Ces hommes, il faut toujours leur tirer les vers du nez et on ne sait jamais à quoi ils pensent vraiment.” En dehors du sexe, évidemment !
Ce reproche est confirmé par nos observations : plus le temps passe, moins l’homme a tendance à se montrer communicatif dans l’intimité du couple. La phase de conquête étant révolue, l’être masculin étant parvenue à ses fins en se dotant d’une épouse ou d’une concubine, il agit comme si elle lui était éternellement acquise, comme si tout avait été dit, que tout était désormais su de l’autre et que la nécessité de partager ses pensées, ses sentiments n’avait franchement plus d’intérêt. Lorsqu’il est rappelé à l’ordre par sa partenaire, il répond qu’il ne veut pas la déranger, ou encore ne veut pas l’inquiéter avec ses préoccupations ou encore qu’il ne pense à rien de spécial qu’il se sent bien comme cela et que tout va bien dans le meilleur monde, car une fois de plus, il part du principe que l’étape de séduction ayant déjà franchie et parfaitement achevée, le reste c’est du traintrain quotidien. En effet, l’homme s’enferme dés lors dans la monotonie, une monotonie qu’il a lui-même engendré dans la relation.

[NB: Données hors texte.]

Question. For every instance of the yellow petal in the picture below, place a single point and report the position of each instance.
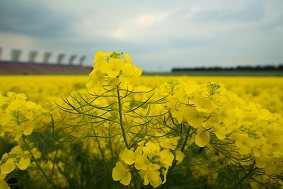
(202, 138)
(8, 166)
(128, 156)
(120, 172)
(166, 157)
(179, 156)
(23, 163)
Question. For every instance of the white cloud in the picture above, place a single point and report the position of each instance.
(160, 33)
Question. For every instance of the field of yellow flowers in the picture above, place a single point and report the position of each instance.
(118, 129)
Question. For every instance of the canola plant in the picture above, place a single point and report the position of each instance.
(122, 131)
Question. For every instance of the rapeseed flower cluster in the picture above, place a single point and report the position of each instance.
(152, 160)
(122, 130)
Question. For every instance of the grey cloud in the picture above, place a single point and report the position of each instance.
(33, 19)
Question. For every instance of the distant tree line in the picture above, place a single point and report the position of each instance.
(238, 68)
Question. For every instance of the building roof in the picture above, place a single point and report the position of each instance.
(8, 67)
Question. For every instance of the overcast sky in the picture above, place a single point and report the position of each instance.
(158, 34)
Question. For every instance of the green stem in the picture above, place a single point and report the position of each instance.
(175, 161)
(121, 118)
(38, 166)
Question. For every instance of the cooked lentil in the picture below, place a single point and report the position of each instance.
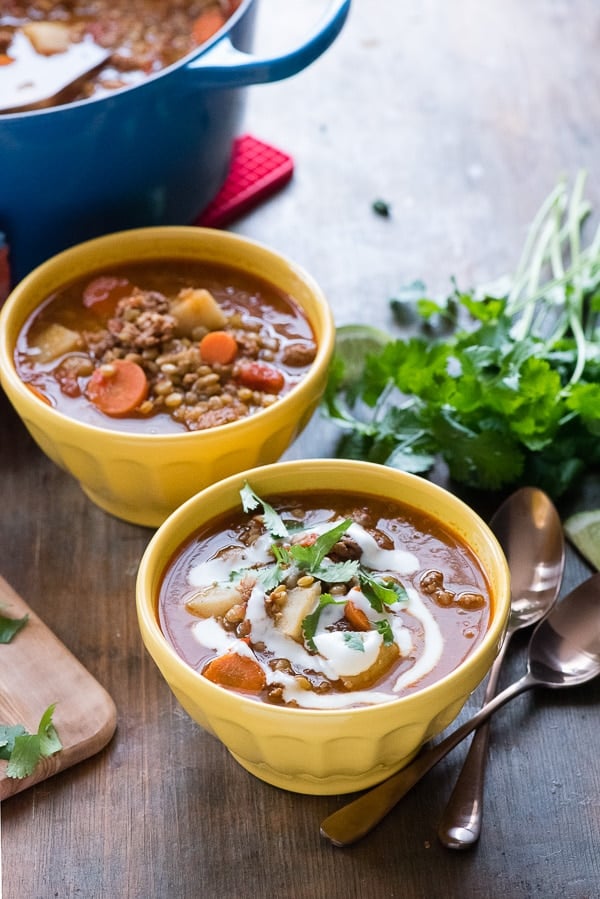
(144, 36)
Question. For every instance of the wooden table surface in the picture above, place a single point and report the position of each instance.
(462, 116)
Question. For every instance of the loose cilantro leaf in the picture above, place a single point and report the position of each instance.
(273, 522)
(509, 392)
(11, 626)
(311, 622)
(24, 750)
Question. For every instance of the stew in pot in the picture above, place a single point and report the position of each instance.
(143, 36)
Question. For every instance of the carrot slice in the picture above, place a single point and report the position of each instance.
(118, 387)
(260, 376)
(218, 347)
(39, 393)
(356, 617)
(207, 24)
(234, 670)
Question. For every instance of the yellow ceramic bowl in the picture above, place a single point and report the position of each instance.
(308, 751)
(144, 477)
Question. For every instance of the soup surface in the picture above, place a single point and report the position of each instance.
(318, 600)
(165, 347)
(143, 36)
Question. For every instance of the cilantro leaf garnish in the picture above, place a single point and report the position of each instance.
(273, 522)
(23, 750)
(354, 640)
(380, 593)
(501, 382)
(11, 626)
(385, 629)
(311, 556)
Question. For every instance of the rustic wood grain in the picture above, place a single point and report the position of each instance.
(462, 116)
(37, 671)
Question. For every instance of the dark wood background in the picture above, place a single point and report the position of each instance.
(462, 116)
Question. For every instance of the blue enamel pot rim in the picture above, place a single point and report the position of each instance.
(219, 64)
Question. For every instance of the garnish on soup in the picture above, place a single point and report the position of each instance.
(165, 346)
(315, 601)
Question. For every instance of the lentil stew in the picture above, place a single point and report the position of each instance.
(162, 347)
(324, 601)
(143, 36)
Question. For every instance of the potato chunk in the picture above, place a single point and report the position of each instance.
(213, 601)
(387, 656)
(196, 308)
(48, 37)
(300, 602)
(55, 341)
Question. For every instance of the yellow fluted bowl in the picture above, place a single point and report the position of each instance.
(142, 478)
(322, 751)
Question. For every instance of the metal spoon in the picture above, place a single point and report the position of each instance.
(529, 531)
(564, 650)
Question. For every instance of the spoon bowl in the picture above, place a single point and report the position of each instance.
(564, 651)
(529, 531)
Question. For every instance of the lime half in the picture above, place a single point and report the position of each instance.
(583, 530)
(352, 345)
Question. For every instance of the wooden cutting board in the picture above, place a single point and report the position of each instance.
(36, 670)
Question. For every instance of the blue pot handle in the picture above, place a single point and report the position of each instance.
(222, 65)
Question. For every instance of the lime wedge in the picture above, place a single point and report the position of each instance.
(352, 345)
(583, 530)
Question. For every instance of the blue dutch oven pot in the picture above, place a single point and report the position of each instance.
(153, 154)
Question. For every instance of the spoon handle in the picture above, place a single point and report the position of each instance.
(359, 817)
(460, 825)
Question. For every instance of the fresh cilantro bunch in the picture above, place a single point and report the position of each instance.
(502, 383)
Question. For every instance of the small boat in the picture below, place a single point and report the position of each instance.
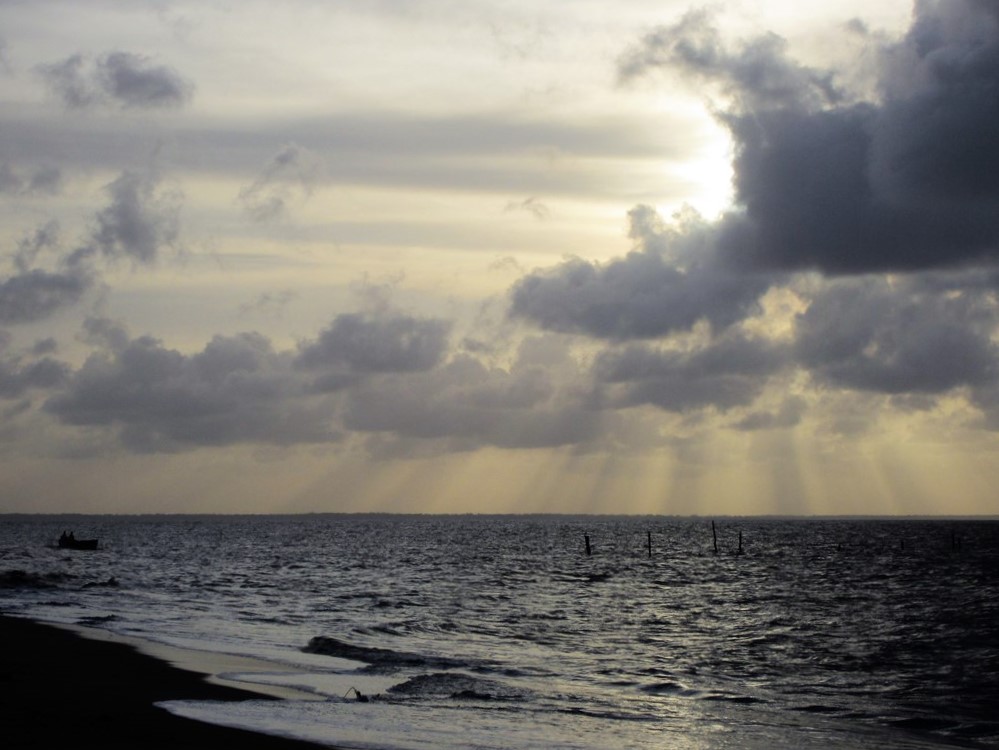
(68, 541)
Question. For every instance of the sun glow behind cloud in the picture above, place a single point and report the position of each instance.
(519, 228)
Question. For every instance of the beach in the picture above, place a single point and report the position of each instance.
(59, 688)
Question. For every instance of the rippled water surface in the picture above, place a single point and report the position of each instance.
(502, 632)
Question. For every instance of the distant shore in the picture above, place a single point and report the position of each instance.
(58, 688)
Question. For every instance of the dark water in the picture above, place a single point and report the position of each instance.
(478, 631)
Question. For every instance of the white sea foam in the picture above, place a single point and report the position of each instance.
(501, 632)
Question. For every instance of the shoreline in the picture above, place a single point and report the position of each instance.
(58, 685)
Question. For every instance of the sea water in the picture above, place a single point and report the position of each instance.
(502, 632)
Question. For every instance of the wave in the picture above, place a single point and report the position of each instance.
(377, 659)
(456, 686)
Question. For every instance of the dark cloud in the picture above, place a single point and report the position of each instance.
(45, 239)
(465, 405)
(123, 79)
(788, 414)
(355, 345)
(288, 178)
(671, 282)
(36, 370)
(756, 75)
(893, 336)
(139, 221)
(45, 180)
(728, 372)
(36, 294)
(237, 390)
(825, 181)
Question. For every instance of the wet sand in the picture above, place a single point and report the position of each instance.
(58, 688)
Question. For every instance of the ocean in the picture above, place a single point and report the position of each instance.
(502, 632)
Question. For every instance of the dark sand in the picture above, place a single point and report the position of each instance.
(60, 689)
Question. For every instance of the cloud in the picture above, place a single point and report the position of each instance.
(288, 178)
(45, 180)
(788, 414)
(671, 282)
(236, 390)
(463, 404)
(123, 79)
(18, 376)
(36, 294)
(728, 372)
(531, 205)
(357, 344)
(898, 336)
(139, 221)
(829, 182)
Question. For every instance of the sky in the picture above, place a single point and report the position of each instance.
(499, 256)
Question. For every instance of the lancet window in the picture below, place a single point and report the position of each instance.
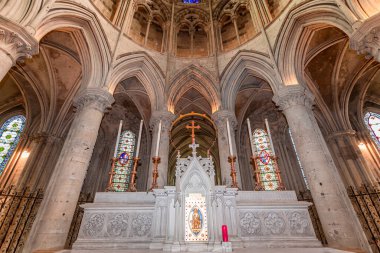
(372, 121)
(10, 133)
(123, 165)
(265, 163)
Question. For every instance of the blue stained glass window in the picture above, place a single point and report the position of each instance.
(372, 121)
(123, 165)
(191, 1)
(264, 160)
(10, 133)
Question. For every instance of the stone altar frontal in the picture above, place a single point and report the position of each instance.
(189, 216)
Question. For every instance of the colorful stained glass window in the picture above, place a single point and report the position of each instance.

Cette observation n’aurait pas lieu d’être, si la femme ne sollicitait pas un besoin constant de communication. Communication dont l’étymologie renvoie à une mise en commun. Bien plus, son besoin de valorisation, de reconnaissance, de se sentir aimée, de soutien, transite par une verbalisation clairement exprimée. Au-delà du besoin, triomphe le principe de plaisir. Le plaisir de mettre en commun (d’où communication,) consiste à partager, en l’occurrence ses émotions ainsi que celles de son partenaire, ses sentiments ainsi que ceux de son partenaire, ses points de vue ainsi que ceux de son partenaire…
Pour l’être masculin, communiquer n’est pas régit par ce principe de plaisir dans la relation avec sa partenaire. Pour lui, cela se borne à une utilité de l’échange. Alors que la femme, outre le principe de plaisir, il existe également ce besoin de sécurité qui se traduit par celui d’être compris.
En d’autres termes, pour la femme, communiquer, s’articule autour de la notion de partage, d’intimité et de plaisir. Il est donc question d’émotions. Pour l’homme en revanche, la configuration de l’échange intègre des échanges brefs, pratiques, utiles, et amusants parfois.
En général les hommes mettent l’accent sur l’action, la réussite professionnelle (et ses retombées sur le confort matériel du couple), l’indépendance et la paix émotive du foyer. Les femmes mettent l’accent sur la relation, le romantisme l’interdépendance et l’expression verbale des émotions à l’intérieur du couple et du foyer. Vous l’aurez constaté, ils sont tous deux aux antipodes l’un de l’autre, ou l’une de l’autre.
Comparée à l’homme, la femme est experte en communication verbale et plus précisément dans l’expression des émotions.
Ce besoin de communication verbale et émotive est légitime et salubre pour la femme, pas nécessairement pour l’homme qui le plus fréquemment, manifeste de la pudeur émotive. Il est toutefois possible pour la femme d’utiliser des stratégies qui lui permettront de mieux satisfaire son besoin : poser des questions précises, respecter les moments de silence de son conjoint, accepter sa difficulté à parler d’émotions, cesser de l’interrompre, ne pas parler à sa place, pratiquer l’écoute active, attirer son attention en le touchant, faire appel à ses compétences et, surtout, prendre la responsabilité de son besoin de communication et de ses émotions.
Quant à l’homme, qui souhaite aspirer au bonheur par la voie du couple, il ne peut qu’aspirer à se mettre en mode écoute de sa partenaire et l’ aider à satisfaire son besoin de communication, plutôt que d’adopter un mode défensif et lui tenter de lui fournir des trucs pour faire disparaître ses émotions.
Si l’homme avait réellement conscience de la valeur érotique de l’écoute, il est bien probable qu’il se porterait plus souvent volontaire pour acquiescer aux demandes d’écoute de sa partenaire. Chérie, je suis tout ouï !!